The program fft.i provides a basic complex Fast Fourier Transform,
along with a simple write-in-read-out wrapper. This program requires
the floating-point library in lib/floatlib.i, which should be appended
to fft.i before compiling.

The first number to enter specifies the direction of the transform.
Enter ONE to transform from time to frequency, or TWO for the inverse
transform. The second number to enter is the number of complex pairs.
This number must be a power of two, between TWO and THREE TWO SEVEN
SIX EIGHT inclusive. After this comes the actual data. Each entry must
consist of two floating-point numbers, the real value followed by the
imaginary value.

After the data has been entered, the FFT is performed on it. When it
is completed, the resulting data will be output. The data is preceded
by I or II to indicate time or frequency data (i.e., the opposite of
the number input at the start), and a second integer giving the
number of pairs being output.

Included are two files that produce simple curves when transformed.
delta.fft, the sum of two delta functions, transforms into a cosine
wave, and tophat.fft's output traces the sinc function.

INTERCAL brings new meaning to the "fast" in Fast Fourier Transform.
On Muppetlabs' Pentium, 133MHz, a transform of 2048 data points takes
over 5 minutes of CPU time.


The actual FFT routine is at line label (100), and is self-contained
other than its dependence on the standard and floating-point
libraries, and a small subroutine described below.
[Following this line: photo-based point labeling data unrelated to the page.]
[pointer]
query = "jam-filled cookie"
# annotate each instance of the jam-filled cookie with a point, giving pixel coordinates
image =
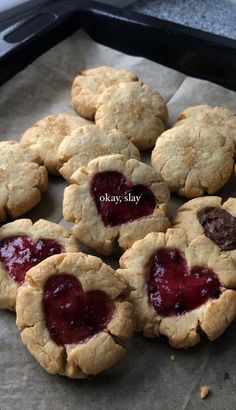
(179, 290)
(23, 245)
(22, 180)
(89, 142)
(211, 217)
(220, 118)
(136, 110)
(194, 159)
(90, 84)
(45, 136)
(114, 198)
(73, 315)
Its three arguments
are .9, .10, and ;1. .9 must contain #1 or #2 to select the forward or
inverse transform, respectively. .10 must contain the length of the
input data, and ;1 the data itself. ;1 must have the dimensions .10 BY
#2. No error checking is done on the parameters within the routine.
(The wrapper routine sanity-checks the user's input.) On exit, .9 will
contain #2 if it was #1 originally and vice versa, and ;1 will contain
the transformed data.

The FFT algorithm was taken from "Numerical Recipes" (Press, et al;
Cambridge University Press, 1994 edition). For data centered on the
y-axis, it is usually best to cut the data in half at the axis and
switch their positions (i.e., enter the data for 0 to N/2 - 1 first,
followed by the data for -N/2 to -1) and then do the same with the
output.

The FFT routine uses a subroutine, labelled (153), as a wrapper around
the multiplication routine (5030). This subroutine is an example of
how to handle errors as indicated by the .5 variable.

Another noteworthy point is in the first part of the routine, where
the positions of the data are swapped with the bit-reversals of their
indices. Amazingly, bit-reversal is one of the few things that
INTERCAL can do more tersely than most other languages. It is nice to
see it actually finding a real-world application.